One of the things that I have been working on is putting in a patch of berries.  Not sure how that will go... Lots of preparation.  I found the berries half price at a local nursery.  Kind toward the end of the Spring planting season.  If you are reading this and dont have a garden but would like blueberry bushes- you can plant them in pots.  They double as ornamentals as well.  If you get three, you can buy different varieties so that you will have blueberries each month in the summer - July, August and September.  How's that if you are a blueberry lover?

Tonight I made some risotto.  A real quick dish if you have the ingredients, like some chopped ham, chicken broth and some fresh garden peas (or frozen).

Tender Pea, Swiss and Ham Risotto

I wanted to use up my risotto so this recipe makes quite a bit.  If you want to reduce it, just use 1 cup of risotto and 2 cups of broth

2 1/4 cups risotto
36 ounces chicken broth
1/2 cup white wine ( I freeze wine in half cup portions when we dont finish a bottle)
1/2 tablespoon olive oil
1/2 tablespoon unsalted butter
1 teaspoon Lawry salt
1/4 teaspoon pepper
2 cloves garlic, minced
1/2 cup onion, finely minced
1 cup peas
1 cup chopped ham
4 ounces, chopped Swiss cheese ( I used Alpine Lace)

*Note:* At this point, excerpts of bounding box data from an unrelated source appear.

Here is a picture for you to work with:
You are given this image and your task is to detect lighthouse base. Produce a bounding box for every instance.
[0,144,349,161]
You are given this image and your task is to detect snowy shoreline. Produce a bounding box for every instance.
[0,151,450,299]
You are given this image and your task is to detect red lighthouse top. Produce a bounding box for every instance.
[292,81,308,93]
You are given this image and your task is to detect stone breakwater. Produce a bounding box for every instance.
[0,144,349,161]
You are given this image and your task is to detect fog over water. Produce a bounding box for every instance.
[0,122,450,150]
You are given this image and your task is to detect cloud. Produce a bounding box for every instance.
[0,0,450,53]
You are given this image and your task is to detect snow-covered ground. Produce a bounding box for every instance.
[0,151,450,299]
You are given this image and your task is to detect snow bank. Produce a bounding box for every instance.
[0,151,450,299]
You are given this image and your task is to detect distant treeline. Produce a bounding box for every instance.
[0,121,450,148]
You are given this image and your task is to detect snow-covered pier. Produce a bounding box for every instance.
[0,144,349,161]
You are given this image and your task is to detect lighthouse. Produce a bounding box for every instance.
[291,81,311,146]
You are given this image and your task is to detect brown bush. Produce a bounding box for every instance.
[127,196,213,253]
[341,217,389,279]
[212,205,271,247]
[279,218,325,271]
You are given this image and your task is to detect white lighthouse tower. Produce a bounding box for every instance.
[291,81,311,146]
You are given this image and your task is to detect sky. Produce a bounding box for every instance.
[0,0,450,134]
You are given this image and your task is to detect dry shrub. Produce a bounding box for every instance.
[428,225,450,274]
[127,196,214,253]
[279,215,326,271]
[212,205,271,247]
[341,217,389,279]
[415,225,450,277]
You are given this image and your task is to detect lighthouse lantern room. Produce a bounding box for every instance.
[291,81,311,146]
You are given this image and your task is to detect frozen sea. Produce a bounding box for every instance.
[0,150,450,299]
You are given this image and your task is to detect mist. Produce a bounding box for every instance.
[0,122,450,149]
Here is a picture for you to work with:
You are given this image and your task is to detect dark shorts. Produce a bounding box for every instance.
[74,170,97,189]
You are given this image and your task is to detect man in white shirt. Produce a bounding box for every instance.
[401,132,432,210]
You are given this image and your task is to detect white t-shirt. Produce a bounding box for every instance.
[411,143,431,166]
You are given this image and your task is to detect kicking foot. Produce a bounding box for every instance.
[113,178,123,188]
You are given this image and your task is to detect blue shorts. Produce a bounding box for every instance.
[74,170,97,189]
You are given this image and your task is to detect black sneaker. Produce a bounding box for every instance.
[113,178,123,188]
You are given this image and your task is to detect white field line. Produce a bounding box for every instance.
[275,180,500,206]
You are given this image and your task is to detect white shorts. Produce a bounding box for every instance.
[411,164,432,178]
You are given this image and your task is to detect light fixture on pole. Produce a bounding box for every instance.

In one sauce pan have the broth simmering gently.

In a saucepan saute onion in olive oil and butter until translucent. Add risotto and cook for one minute more, stirring frequently.  Add wine and once it evaporates add 1/2 cup chicken broth. Once it evaporates, add the next 1/2 cup to a cup.  Give a good stir.  Once you notice that it has stopped getting bigger and is looking creamier, give it a taste.  It should be tender but a bit toothsome.  Stir in the ham, peas and swiss cheese.